IS THE EMERGENCY TIKTOK PETITION WEAK?

The latest Based Politics petition for an emergency injunction of the Tiktok ban, seems to miss the mark by being deficient in the most important area: “viewpoint”. This latest petition overemphasizes the liberty interest of making money, which Congress interferes with 24/7 (even while irreparable harm from individual local acts not created by Congress is enjoined).

The petition plays into the idea that TikTok is a communications medium that can be regulated like a radio station (common carrier?), which can be restricted from foreign ownership. The idea that Based Politics is speaking in collaboration with the Chinese government is silly. What they needed to say is, it is legal to collaborate to promote a viewpoint shared with the Chinese government. But that is not what this law prohibits or what Based Politics is doing.

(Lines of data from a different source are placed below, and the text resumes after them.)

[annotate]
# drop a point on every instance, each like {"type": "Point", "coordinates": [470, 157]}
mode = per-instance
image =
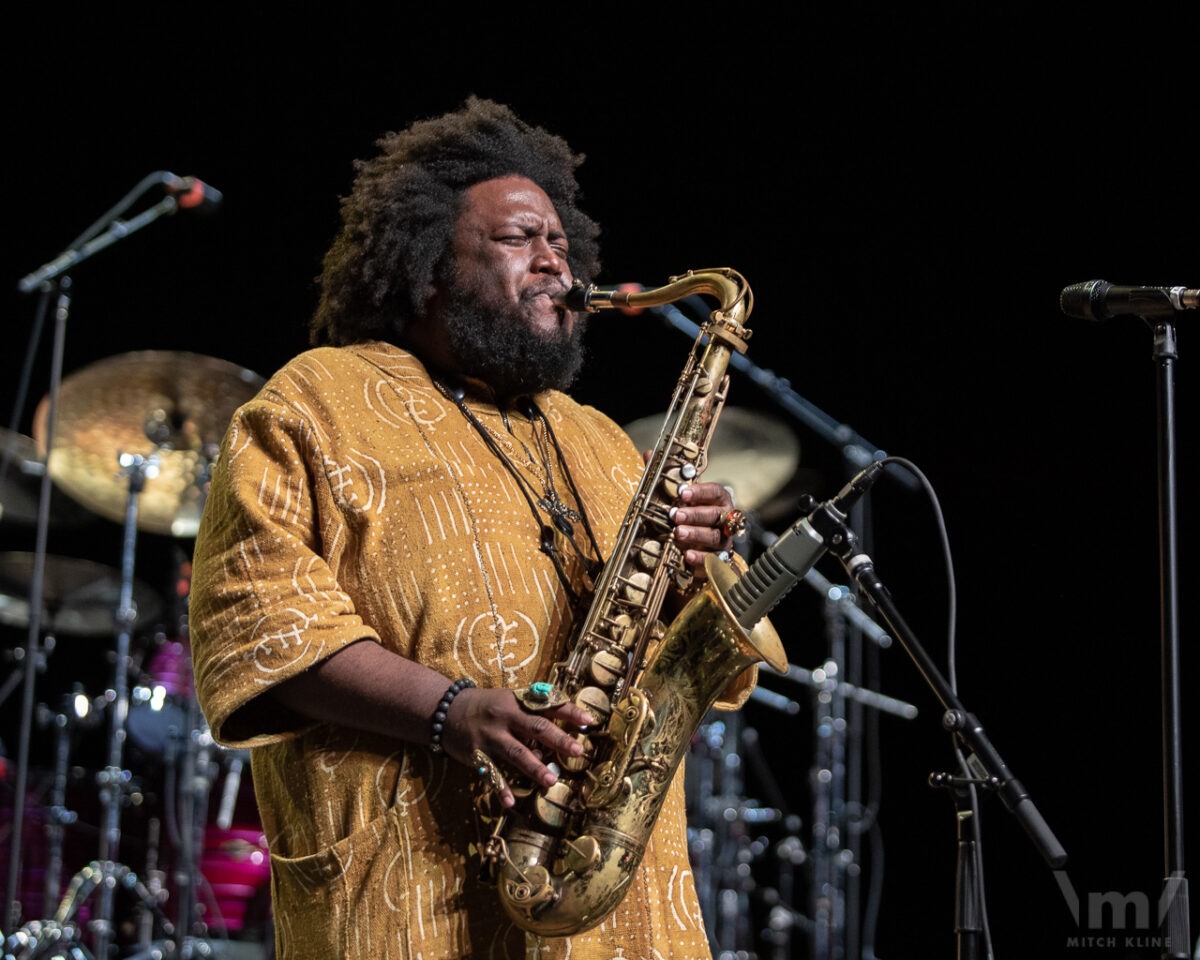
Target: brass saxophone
{"type": "Point", "coordinates": [563, 858]}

Based Politics pointed out the government did not even argue the ban is similar to foreign ownership of radio stations. But I can guess their own lawyer invited this part of the opinion, by arguing the ban restricts a medium (intermediate scrutiny), rather than arguing it suppresses a viewpoint (strict scrutiny). I am not saying the viewpoint argument would work, but it at least deserved a larger role next to making money which is not in the First Amendment.

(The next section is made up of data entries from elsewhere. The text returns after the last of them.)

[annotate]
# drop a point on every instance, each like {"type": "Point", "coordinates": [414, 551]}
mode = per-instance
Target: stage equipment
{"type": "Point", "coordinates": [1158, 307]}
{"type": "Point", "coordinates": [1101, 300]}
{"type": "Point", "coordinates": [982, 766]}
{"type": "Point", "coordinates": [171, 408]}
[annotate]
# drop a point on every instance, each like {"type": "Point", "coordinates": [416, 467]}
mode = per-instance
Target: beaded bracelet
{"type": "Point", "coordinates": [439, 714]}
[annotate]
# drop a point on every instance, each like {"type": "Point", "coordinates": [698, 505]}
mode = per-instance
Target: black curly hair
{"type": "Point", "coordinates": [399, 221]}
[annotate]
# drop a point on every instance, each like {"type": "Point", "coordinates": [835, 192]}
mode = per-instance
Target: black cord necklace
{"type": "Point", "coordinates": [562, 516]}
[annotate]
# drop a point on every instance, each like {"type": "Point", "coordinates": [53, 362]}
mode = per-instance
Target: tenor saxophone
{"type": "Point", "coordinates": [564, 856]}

A text search of the petition does not turn up the word “viewpoint”, though the word “content-based” is used similarly several times. But unfortunately, they raise it so far as the ban discriminates against the viewpoint of the Chinese government, which I believe Congress is allowed to do. They should have instead done the opposite, saying that the banning of a Chinese viewpoint is hypothetical, but the loss of a dissident US viewpoint is immediate, and invokes “strict scrutiny”.

I understand it to be Hannah’s view, that banning TikTok discriminates based on speech viewpoint. Because TikTok is the only means for unpopular people to speak alongside and competitively with incumbents, who can call press conferences and buy advertising. So the immediate harm is an immediate suppression of dissident American viewpoints.

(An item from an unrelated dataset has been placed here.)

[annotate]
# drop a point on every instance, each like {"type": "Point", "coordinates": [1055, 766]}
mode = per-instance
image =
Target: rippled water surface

Not being a lawyer, I cannot claim that judges would listen to my arguments, or are unsympathetic to the political cost of widespread financial harms. But it seems in copy-pasting the various cases for irreparable financial harm and random off-target First Amendment cases, the petition missed the essence of the actual harm Based Politics perceives, which is a loss of free-flowing dissident viewpoints.

You have to say the TikTok ban discriminates against your viewpoint (in favor of Anthony Fauci’s viewpoint or whatever). Or at least argue that it does, in favor of strict scrutiny and temporary injunction to prevent this harm.